Both Douglas and Furlong referred to the Games as a fairy tale ending, one rife with conflict, tension, love and humanity that couldn't have had a cheesier ending. But it was exactly what fate handed us in the end and it felt good for most people who were living through it.

"Success is tough," Furlong says. "Nobody wins easy, in anything, and we're that story. I think we're a story that people can relate to because they all had something to do with it."

A year later, Furlong's schedule has not loosened up one iota since the Games ended, condensing the scope of his new book, Patriot Hearts , into a series of hour-long speeches in cities and towns across the continent. He admits that he's tired but has never been happier. And why not? He gets to share his greatest success every day, with crowds of people who actually want to hear about it.

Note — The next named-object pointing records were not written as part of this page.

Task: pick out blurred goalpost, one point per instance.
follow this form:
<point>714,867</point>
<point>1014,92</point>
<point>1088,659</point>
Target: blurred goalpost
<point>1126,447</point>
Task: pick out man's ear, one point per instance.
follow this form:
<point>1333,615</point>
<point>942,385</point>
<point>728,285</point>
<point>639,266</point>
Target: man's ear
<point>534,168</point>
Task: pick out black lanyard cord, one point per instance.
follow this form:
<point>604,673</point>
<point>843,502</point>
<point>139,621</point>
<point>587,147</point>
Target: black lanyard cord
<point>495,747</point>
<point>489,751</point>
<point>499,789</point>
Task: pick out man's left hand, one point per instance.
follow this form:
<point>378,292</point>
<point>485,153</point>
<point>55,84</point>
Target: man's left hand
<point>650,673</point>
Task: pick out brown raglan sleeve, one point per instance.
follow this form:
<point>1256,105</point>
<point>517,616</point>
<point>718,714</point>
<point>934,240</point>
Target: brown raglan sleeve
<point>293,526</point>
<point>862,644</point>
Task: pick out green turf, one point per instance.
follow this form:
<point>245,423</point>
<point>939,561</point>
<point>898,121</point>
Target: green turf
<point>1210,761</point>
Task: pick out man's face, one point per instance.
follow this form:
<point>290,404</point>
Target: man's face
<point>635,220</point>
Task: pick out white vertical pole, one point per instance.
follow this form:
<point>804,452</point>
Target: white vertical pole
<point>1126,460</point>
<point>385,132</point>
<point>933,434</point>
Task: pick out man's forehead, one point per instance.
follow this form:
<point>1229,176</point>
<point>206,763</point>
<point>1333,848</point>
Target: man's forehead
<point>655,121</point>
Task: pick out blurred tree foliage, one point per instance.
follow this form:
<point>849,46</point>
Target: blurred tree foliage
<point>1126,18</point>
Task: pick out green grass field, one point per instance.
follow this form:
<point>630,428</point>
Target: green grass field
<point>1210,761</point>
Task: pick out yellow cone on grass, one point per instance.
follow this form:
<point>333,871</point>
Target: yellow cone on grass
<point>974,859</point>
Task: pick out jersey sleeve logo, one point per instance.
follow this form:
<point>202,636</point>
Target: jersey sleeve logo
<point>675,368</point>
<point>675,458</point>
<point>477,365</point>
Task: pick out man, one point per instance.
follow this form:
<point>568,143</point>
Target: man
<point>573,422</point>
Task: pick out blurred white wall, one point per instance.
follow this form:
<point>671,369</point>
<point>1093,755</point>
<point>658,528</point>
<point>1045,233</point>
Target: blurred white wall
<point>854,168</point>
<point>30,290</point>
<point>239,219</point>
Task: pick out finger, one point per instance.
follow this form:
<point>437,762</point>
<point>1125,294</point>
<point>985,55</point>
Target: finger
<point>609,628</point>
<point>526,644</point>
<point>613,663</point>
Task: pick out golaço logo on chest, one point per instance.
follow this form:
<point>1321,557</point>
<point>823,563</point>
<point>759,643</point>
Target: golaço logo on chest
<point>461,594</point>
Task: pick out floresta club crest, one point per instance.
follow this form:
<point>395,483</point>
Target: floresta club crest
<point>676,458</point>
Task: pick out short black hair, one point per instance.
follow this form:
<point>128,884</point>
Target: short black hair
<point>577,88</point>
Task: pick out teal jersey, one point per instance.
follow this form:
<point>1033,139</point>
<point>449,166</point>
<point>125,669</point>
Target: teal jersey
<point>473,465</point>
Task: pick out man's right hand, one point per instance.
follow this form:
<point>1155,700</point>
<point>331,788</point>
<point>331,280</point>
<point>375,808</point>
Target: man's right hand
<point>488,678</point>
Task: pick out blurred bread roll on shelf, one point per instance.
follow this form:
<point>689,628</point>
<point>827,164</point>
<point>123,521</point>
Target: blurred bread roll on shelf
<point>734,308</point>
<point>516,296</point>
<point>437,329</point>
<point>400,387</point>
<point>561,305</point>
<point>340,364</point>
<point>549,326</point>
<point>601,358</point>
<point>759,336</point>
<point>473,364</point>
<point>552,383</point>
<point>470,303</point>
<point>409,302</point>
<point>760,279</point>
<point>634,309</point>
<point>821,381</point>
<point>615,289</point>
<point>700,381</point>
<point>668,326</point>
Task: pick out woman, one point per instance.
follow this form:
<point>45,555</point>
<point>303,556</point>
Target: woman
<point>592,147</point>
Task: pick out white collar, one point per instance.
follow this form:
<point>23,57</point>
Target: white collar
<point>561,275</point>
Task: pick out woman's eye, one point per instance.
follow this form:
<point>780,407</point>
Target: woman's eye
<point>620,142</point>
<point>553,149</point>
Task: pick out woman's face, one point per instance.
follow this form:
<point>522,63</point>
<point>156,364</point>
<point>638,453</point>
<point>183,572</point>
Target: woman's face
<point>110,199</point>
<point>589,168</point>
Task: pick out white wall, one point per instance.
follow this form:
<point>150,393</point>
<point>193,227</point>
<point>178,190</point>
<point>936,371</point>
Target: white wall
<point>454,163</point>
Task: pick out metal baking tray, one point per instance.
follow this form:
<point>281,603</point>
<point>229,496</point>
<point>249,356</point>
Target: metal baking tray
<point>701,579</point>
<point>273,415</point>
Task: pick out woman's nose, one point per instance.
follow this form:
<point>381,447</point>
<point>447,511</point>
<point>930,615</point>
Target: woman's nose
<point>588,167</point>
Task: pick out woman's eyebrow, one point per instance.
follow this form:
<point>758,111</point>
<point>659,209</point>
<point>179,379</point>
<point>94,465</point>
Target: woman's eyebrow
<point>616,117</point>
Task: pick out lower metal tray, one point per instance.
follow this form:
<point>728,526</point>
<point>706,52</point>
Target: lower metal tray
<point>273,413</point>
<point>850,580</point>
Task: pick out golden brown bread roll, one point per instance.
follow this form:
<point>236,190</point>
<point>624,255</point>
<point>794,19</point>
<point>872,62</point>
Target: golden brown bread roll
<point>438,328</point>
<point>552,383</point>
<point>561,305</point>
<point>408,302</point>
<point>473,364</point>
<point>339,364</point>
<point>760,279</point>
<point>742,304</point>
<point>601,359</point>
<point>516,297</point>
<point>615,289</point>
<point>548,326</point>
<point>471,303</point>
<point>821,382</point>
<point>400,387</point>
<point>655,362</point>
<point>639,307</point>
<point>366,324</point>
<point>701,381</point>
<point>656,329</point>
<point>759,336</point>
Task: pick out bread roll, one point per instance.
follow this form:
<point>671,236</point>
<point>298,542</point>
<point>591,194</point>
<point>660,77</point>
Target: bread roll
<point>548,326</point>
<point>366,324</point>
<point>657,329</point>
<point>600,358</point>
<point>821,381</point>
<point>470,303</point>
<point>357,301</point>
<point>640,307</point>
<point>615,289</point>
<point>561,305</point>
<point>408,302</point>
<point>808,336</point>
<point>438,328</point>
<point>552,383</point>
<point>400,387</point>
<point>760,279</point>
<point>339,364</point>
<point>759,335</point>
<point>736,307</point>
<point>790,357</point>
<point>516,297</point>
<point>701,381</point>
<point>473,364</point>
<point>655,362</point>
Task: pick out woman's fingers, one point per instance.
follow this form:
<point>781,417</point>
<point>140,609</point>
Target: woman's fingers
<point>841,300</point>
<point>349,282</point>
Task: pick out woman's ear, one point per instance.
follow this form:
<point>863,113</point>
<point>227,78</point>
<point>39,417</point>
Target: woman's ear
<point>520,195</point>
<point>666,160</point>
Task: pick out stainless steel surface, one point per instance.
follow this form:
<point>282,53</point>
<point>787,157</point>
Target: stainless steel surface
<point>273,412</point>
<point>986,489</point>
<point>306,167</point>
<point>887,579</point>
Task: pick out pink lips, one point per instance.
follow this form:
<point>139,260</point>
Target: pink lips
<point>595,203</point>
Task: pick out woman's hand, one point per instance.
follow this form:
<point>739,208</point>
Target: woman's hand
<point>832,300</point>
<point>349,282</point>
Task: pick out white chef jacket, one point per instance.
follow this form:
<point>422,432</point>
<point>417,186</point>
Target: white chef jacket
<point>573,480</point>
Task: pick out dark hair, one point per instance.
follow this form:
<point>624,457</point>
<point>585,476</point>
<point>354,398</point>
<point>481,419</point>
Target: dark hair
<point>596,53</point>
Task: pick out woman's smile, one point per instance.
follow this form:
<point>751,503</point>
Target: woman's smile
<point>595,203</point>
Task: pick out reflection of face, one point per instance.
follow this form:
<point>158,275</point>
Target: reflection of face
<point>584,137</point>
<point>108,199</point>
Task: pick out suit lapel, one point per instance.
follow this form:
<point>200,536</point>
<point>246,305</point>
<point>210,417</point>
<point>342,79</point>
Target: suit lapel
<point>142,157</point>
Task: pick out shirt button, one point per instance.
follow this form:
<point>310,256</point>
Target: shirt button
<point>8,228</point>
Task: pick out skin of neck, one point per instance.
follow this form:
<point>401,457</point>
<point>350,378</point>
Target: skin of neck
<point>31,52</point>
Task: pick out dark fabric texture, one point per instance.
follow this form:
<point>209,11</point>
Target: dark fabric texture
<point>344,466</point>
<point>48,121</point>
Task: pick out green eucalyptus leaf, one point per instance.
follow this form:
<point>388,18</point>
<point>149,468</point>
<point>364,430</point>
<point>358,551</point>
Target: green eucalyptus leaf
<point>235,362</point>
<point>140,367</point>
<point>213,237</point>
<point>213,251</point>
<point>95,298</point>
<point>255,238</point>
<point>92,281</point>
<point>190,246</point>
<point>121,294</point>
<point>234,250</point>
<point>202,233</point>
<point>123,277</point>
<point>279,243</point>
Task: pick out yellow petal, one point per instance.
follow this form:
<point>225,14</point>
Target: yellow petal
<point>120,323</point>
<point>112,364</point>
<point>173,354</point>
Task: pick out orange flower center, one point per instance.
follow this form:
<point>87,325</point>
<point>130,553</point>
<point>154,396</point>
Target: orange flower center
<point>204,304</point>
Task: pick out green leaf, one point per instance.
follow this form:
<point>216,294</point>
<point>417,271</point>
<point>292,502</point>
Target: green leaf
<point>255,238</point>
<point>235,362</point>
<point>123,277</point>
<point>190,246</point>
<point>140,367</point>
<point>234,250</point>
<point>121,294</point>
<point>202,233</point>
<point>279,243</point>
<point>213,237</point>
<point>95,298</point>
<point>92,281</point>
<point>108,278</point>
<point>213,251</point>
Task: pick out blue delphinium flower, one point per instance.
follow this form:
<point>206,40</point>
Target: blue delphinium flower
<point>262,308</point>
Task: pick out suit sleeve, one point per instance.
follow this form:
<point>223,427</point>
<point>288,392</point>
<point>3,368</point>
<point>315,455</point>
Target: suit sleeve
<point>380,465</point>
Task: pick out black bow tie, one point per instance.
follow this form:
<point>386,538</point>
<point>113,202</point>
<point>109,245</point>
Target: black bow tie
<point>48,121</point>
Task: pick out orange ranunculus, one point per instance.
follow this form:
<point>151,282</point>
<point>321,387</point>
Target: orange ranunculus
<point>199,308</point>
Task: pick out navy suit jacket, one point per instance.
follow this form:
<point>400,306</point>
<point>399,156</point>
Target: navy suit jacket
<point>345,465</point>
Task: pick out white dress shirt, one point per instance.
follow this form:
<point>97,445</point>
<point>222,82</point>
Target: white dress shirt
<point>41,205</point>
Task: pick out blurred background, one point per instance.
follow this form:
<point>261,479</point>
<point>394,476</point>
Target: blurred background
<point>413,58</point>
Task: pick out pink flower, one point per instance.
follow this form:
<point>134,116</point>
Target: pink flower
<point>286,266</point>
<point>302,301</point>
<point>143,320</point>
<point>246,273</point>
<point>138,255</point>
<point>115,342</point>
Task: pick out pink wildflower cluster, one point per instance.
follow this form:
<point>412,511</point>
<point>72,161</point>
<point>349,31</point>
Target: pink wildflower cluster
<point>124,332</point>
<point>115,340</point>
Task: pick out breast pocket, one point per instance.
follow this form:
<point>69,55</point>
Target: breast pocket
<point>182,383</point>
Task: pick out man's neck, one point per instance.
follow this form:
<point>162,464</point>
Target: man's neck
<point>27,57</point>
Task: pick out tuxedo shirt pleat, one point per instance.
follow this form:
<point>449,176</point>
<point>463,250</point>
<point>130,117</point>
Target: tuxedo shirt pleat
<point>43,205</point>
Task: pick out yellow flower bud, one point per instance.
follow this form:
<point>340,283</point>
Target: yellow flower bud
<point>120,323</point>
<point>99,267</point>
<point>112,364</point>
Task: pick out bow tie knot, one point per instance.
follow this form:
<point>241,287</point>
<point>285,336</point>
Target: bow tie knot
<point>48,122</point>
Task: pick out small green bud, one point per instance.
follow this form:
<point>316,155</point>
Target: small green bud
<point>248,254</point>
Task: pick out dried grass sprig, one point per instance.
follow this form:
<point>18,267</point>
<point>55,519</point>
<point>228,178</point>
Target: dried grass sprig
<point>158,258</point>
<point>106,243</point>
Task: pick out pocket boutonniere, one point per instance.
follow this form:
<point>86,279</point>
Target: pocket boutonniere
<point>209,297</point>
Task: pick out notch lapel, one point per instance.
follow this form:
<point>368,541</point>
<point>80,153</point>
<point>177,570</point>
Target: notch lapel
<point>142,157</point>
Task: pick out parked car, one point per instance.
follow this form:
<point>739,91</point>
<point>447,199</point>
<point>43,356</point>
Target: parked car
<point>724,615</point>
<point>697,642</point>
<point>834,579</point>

"(The story) is something that is very human, very engaging and people are able to look at it," he says. "It is a metaphor for so many things. Sport is. It's about winning and losing and overcoming adversity and about effort and trying hard and playing fair. The rules of life are all embedded in sport, so it's fun to be able to tell that story, especially when it worked out exactly that way. I always thought it would."